All since the surgery, I’ve been having intermittent nerve pain as part of the healing process — as nerves heal and reconnect, they yell at my brain, “Can you hear me now?!”  It’s like being savagely stabbed six or eight times with an electrified fork, suddenly and without warning.  Sometimes the jolt is so strong my foot even jumps.  Then it stops.  Not everybody gets this, but apparently I do, and it’s totally on the curve of a normal healing process.  Remember, I’ve done this whole thing, surgery and all, on nothing but a local nerve block for immediate post surgical pain, Tylenol and Aleve, that’s it.   Of course, I had no choice in the matter, because I’m allergic to practically everything else, but still.   I stopped taking anything for pain over two weeks ago.

The reverse osmosis water guy was out Wednesday afternoon for the 6-month filter change on my under-sink unit, and ever since, when I’ve turned the regular sink tap on, I get the spits and splutters of air in the line.  I let the water run for a good minute that first time, and that should have taken care of it, but when I ran water a couple of hours later, it spit and spluttered again.  It’s happening consistently.  I’ve got to try calling them in the morning and have the guy back out because something is out of kilter.   Bother.
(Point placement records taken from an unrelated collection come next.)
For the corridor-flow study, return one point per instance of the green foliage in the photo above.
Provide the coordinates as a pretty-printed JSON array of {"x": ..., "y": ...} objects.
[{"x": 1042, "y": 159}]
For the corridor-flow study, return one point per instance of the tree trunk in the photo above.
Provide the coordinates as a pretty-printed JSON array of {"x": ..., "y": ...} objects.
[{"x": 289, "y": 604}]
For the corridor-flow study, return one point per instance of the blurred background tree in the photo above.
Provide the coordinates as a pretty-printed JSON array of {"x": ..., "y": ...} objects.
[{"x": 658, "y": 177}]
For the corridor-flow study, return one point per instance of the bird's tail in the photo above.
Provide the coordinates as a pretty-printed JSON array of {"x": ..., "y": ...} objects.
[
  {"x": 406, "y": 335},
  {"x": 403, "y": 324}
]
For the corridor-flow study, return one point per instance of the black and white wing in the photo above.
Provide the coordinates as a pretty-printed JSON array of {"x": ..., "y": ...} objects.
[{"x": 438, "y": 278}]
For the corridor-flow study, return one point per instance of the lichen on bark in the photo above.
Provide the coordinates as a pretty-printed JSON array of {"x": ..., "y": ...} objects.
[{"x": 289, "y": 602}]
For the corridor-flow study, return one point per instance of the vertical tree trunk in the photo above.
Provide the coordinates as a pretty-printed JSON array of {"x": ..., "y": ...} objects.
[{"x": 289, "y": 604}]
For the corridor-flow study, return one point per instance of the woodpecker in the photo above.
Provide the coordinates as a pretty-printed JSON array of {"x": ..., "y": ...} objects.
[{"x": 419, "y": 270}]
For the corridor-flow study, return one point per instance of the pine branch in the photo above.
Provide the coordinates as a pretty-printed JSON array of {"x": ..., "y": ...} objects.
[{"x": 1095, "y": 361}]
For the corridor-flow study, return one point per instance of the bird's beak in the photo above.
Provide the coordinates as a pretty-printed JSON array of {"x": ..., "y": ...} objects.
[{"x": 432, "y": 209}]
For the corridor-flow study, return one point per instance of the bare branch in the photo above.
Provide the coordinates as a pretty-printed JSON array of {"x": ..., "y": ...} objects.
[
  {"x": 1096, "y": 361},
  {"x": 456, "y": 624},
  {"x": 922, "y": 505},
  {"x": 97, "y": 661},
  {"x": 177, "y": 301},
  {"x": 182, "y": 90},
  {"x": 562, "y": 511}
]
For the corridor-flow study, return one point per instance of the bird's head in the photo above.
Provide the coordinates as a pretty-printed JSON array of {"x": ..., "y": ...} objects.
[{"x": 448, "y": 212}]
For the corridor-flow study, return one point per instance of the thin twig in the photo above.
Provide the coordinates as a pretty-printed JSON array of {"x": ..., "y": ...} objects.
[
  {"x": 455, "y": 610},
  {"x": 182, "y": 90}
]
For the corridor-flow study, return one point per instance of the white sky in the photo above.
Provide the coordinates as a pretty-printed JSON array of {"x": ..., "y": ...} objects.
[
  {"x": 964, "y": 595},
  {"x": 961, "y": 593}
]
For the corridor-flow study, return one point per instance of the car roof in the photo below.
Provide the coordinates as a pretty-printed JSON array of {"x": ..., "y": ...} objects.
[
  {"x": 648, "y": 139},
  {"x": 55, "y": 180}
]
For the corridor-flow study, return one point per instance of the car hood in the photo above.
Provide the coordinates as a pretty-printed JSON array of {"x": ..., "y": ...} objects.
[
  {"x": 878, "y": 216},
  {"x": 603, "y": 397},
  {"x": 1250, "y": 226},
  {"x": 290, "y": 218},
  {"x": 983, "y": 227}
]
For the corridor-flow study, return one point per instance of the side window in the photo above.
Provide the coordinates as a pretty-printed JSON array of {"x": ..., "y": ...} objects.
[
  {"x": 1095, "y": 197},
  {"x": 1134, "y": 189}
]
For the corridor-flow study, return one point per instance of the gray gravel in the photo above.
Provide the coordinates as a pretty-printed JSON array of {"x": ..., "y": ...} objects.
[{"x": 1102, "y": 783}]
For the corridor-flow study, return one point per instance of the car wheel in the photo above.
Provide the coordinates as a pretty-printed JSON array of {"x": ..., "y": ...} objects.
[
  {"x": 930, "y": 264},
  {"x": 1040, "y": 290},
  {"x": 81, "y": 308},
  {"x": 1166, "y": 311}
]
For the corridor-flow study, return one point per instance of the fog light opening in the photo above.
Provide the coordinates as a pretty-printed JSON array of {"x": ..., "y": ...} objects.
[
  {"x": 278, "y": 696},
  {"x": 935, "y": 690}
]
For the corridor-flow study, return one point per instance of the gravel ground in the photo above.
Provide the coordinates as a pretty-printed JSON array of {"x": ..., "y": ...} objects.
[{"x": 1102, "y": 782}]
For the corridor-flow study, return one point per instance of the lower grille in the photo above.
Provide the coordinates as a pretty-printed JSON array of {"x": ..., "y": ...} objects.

For weeks now, high temps have been in the 90’s F(32-37 C) with lows in the low 70’s F (21-24 C).   Thankfully, I haven’t had to go out in it much.  We’ve been having thunderboomers intermittently.  Afternoon and late evening storm moves in, with a lot of thunder and lightening.  It rains torrentially for about half an hour with pea to marble size hail more often than not, then it quits.   Then for a couple days afterward we get 60%-70% humidity (stop laughing, you east Texans!) which is really high for us (39% to 49% is average).  (Where I live up in the flatlands is considered “semi-arid” with average rainfall of 16-17 inches/40-43 cm a year.)

Late Wednesday night, after things cooled down some, I baked three potatoes in the oven.  The way I do my baking taters (wash potatoes, rub them with olive oil while still damp, cook at 360º for 1 hour) makes the skin tender and thin.  I had some of those Birdseye steam in the microwave packages of broccoli and cauliflower mix veggies which I nuked, and some thick cut deli chicken, and a green onion, and some Sargento sprinkle cheese to load my tater with.  I got one tater left.  That’ll be lunch mañana.

I thought I’d leave you with this little vault over the language barrier from a restroom in Japan (?).  Words to live by.

 

Gleanings

Relevant to one facing another decade birthday (30, 40, 50, etc.,).  The Calvin and Hobbes comic strip was such a wonderful thing.  He drew just exactly enough of it and then walked away.  I have all the books.  Hmmm.  May be time for a reread. . .

 

 

Yep.  What I wanted to tell a middle-school English teacher who was a squee-ing fangirl over Shakespeare.  Actually, “Romeo and Juliet” has a fairly low body count for Shakespeare, especially if you’re only counting the onstage carnage.

I love this so much.

This would be hysterically funny if the durn Bradford Pear trees  (Pyrus calleryan) that are all over town weren’t in bloom again.   At the moment, (achoo!) it’s just bitterly (achoo! . . . .ACHOO!) iron(achoo!) ic.  TWONK!  God, I hate them.